‘Snow Angels’ Takes Wrong Shape
By Duane Dudek, Milwaukee Journal Sentinel
Apr. 4–The films of David Gordon Green are eloquent slices of life that ring true because of their regional verisimilitude and because of the characters that feel sprung from it, rather than having been planted there.
So my disappointment with his new film, “Snow Angels,” is probably rooted in my deep affection for his earlier works — notably the adventure film “Undertow” and the love story “All the Real Girls.”
Perhaps because this is his first film not based on original material — it was adapted from the novel by Stewart O’Nan — or perhaps because it is the first step in his evolution toward more popular material, “Snow Angels” sounds like it is speaking in someone else’s voice and looks and feels like a departure from his outsider aesthetic.
Newcomers won’t notice, while purists will be further surprised to learn that Green has also directed the upcoming stoner comedy “Pineapple Express,” produced by Judd Apatow and co-written by Seth Rogen.
To this point, Green has been a folklorist of sorts with roots in the South — he grew up in Texas and went to college in North Carolina — and his films have been starkly poetic works of social realism. They have been set and filmed in rarely seen places and reflected the lives of people who lived outside the mainstream.
“Snow Angels,” which premiered at the 2007 Sundance Film Festival, is Green’s first film since leaving New Orleans just before Hurricane Katrina, but anyone expecting that that experience would inform the film will be disappointed. Part thriller and part character study, it is set in a generic northeastern community, but was filmed in Canada. And perhaps because of this dislocation, it never develops a genuine sense of place and the characters never seem to live there.

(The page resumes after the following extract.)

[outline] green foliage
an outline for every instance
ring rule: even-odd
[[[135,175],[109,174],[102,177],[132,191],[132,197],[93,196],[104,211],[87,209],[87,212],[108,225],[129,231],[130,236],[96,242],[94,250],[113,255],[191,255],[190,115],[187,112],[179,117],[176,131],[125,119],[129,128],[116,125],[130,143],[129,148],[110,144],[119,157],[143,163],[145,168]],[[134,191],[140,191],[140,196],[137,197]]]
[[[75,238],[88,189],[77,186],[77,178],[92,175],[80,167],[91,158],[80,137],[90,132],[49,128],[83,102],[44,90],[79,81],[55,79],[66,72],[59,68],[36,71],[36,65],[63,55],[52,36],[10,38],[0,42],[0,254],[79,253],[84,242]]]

Kate Beckinsale portrays the most beautiful woman in town, a single mother working as a waitress, who is separated from her born-again, possibly mentally ill and suicidal husband, played by Sam Rockwell. Meanwhile, she is having an affair with the loutish husband — played by Nicky Katt — of her co-worker and friend, played by Amy Sedaris.
A parallel story deals with a thoughtful youth, played by Michael Angarano, whose blossoming relationship with the new girl in school, played by Olivia Thirlby (the best friend in “Juno,” who plays down her dimpled cuteness by wearing ugly glasses) is contrasted with the troubled marriage of his parents, played by Griffin Dunne and Jeannetta Arnette.
As the engine that drives the story, Rockwell practically perspires needy desperation and a self-destructive quality that threatens to capsize all the character’s lives. And while the glamorous Beckinsale is miscast as a dowdy single mother, she is nonetheless persuasive as a diamond in the rough.
It is Green who doesn’t seem at home. He has worked with cinematographer Tim Orr since his 2000 debut “George Washington,” but this time their trademark pastoral rhythms seem patchwork and the characters transparent, as if half-glimpsed through a car window while passing through town.